- Uważamy, że banki z większościowym udziałem skarbu państwa stracą ok. 15 proc. portfela kredytowego do końca 2010 r., a banki prywatne mniej niż 15 proc. Te pieniądze udzielone w formie kredytów, nigdy do banków nie wrócą - zapowiedział Jewgienij Tarzimanow, młodszy wiceprezes Moody's.
W połowie roku złe kredyty stanowiły 11 proc. portfela rosyjskich banków. Do końca roku, według Moody's, poziom złych kredytów sięgnie 20 proc., czyli ponad 110 mld dolarów.
Analitycy Moody's zwracają uwagę, że rosyjskie banki wykazywały oficjalnie mniejszy niż w rzeczywistości poziom przeterminowanych kredytów, dzięki czemu mogły tworzyć niższe rezerwy na złe kredyty. - Dlatego rezerwy rosyjskich banków są dwukrotnie niższe od „adekwatnego poziomu” - dodał Tarzimanow.

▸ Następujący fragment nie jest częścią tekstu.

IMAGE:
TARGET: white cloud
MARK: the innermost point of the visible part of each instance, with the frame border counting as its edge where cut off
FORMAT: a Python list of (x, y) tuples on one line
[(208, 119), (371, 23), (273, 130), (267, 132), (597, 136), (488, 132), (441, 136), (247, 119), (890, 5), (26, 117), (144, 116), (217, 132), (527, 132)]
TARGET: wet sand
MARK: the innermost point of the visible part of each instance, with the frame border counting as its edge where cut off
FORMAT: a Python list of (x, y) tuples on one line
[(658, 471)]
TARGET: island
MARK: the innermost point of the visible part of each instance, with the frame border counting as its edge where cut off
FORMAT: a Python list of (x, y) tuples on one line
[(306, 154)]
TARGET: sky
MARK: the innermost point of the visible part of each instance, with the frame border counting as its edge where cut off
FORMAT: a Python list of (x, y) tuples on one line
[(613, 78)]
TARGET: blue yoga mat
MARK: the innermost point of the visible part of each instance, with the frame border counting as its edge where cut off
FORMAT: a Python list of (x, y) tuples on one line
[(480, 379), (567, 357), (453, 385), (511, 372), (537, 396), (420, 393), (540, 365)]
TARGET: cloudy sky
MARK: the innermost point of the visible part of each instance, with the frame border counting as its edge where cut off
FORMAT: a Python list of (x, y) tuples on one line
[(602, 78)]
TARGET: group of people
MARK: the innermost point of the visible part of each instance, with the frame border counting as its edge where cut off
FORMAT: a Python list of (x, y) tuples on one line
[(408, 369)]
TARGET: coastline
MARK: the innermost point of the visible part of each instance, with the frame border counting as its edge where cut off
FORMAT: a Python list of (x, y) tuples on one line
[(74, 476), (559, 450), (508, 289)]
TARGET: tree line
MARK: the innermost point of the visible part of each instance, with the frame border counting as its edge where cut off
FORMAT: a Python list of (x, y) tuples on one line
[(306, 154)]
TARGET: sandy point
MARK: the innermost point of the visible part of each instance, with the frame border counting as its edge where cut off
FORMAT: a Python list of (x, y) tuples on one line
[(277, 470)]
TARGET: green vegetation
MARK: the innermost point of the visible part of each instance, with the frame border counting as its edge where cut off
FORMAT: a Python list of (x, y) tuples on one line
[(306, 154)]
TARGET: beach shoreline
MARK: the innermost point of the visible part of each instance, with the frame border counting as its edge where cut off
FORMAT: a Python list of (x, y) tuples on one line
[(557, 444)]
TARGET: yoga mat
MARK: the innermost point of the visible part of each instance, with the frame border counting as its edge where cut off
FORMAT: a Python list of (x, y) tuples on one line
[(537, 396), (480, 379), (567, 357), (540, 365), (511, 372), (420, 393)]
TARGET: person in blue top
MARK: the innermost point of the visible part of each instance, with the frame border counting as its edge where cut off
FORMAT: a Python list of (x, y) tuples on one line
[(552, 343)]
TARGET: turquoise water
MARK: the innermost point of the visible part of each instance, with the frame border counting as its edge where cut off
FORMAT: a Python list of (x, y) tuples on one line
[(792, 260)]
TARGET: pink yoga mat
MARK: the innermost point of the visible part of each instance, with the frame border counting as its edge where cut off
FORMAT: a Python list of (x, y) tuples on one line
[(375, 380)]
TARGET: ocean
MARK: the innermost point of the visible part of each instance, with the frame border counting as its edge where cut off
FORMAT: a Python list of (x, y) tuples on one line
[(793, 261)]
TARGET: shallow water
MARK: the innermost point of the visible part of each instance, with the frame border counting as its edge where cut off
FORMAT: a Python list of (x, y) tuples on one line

Moody's prognozuje, że do końca 2010 r. wzrost poziomu złych kredytów w Rosji sięgnie jednej czwartej wszystkich wydanych.
Tymczasem rosyjskie władze wciąż próbują pobudzić większe kredytowanie gospodarki. Dziś Bank Rosji obniżył po raz ósmy od kwietnia tego roku stawkę refinansowania o 50 pkt. bazowych do 9,5 proc. To najniższa stawka w historii Federacji.